Selon plusieurs observateurs, la région est devenue un espace de rivalité entre plusieurs acteurs, notamment l’Arabie saoudite, la Türkiye, l’Égypte et l’Iran, dont les intérêts se croisent également dans d’autres crises régionales, à l’image du conflit au Soudan.
Les inquiétudes se sont renforcées après la visite, le 29 juin, d’une délégation militaire saoudienne dans deux camps d’entraînement des forces gouvernementales somaliennes à Guri El, dans l’État de Galmudug. Cette visite s’inscrivait dans le cadre d’un programme soutenu par Riyad destiné à former plusieurs milliers de soldats somaliens.
Pour des spécialistes de la Corne de l’Afrique, le renforcement des capacités militaires somaliennes répond à un besoin réel, compte tenu de la menace persistante des groupes armés, notamment les insurgés d’Al-Shabaab. Toutefois, ils alertent sur le risque que l’aide sécuritaire devienne un moyen d’influence politique dans un pays où les institutions restent fragiles.
La Somalie traverse depuis plusieurs mois une période de tensions politiques liées aux réformes constitutionnelles, au processus électoral et aux accusations de corruption.
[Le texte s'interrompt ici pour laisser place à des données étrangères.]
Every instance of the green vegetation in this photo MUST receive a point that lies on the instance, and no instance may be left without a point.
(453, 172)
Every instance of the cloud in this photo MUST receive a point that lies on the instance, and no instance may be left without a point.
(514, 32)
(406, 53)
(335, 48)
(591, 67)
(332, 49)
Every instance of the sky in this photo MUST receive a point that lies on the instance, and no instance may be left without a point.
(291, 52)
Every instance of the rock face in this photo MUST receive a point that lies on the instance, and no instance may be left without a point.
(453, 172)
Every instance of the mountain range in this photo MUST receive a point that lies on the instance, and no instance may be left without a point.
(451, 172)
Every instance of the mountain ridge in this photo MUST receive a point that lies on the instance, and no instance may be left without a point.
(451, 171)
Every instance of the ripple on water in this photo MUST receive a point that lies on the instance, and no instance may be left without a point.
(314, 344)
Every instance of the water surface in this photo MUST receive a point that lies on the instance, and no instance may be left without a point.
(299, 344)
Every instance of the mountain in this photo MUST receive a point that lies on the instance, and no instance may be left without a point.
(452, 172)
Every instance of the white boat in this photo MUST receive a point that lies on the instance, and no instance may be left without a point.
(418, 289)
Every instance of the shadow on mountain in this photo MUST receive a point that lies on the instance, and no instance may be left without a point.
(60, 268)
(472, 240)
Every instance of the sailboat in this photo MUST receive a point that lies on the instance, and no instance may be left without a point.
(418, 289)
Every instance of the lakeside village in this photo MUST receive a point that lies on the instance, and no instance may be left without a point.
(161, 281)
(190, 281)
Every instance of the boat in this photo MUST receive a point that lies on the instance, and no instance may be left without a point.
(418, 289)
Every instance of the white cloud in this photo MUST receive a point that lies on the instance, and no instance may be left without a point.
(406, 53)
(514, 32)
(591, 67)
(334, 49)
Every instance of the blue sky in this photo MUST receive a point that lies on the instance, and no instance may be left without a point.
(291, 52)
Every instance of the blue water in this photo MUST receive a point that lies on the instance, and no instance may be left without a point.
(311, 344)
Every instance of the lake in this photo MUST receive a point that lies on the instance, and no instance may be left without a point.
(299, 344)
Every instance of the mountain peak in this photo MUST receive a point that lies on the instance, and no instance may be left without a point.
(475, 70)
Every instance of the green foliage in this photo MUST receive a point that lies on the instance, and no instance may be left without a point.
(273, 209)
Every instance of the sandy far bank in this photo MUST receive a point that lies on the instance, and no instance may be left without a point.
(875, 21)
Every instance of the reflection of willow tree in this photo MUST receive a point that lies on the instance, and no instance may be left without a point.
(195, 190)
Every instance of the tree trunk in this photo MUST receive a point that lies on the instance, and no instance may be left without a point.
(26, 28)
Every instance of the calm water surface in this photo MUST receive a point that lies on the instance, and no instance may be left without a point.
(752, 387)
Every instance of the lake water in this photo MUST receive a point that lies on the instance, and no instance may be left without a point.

La capitale Mogadiscio a également connu des épisodes de violences impliquant les forces gouvernementales et des groupes armés proches de l’opposition, illustrant la persistance des divisions internes.
Des analystes estiment que l’implication croissante d’acteurs extérieurs dans le secteur sécuritaire pourrait compliquer la construction d’une armée nationale unifiée placée sous une autorité civile indépendante. Ils craignent notamment l’émergence de réseaux d’influence concurrents au sein des structures de défense.
Ces préoccupations sont renforcées par le fait que plusieurs puissances engagées dans la Corne de l’Afrique entretiennent également des relations militaires ou politiques avec différents acteurs impliqués dans les conflits au Soudan et au Yémen.
Selon des experts, une amplification de ces rivalités pourrait affaiblir les efforts de lutte contre le terrorisme en Somalie, en offrant aux groupes extrémistes des opportunités supplémentaires d’exploiter les divisions politiques internes et les tensions entre partenaires étrangers.
D’anciens responsables diplomatiques africains mettent en garde contre des scénarios observés dans d’autres pays de la région, où l’assistance militaire extérieure a progressivement servi de levier d’influence, contribuant à fragiliser les institutions nationales et à prolonger les crises.
Pour plusieurs observateurs, le défi somalien dépasse désormais la seule dimension sécuritaire. Il consiste également à préserver l’autonomie décisionnelle de l’État et à éviter que le pays ne devienne un terrain de confrontation entre puissances régionales.
Ils plaident ainsi pour un rôle accru de l’Union africaine et des organisations régionales dans l’accompagnement de la Somalie, notamment pour la construction d’institutions solides et d’une armée nationale capable de répondre aux priorités du pays sans dépendance excessive aux agendas extérieurs.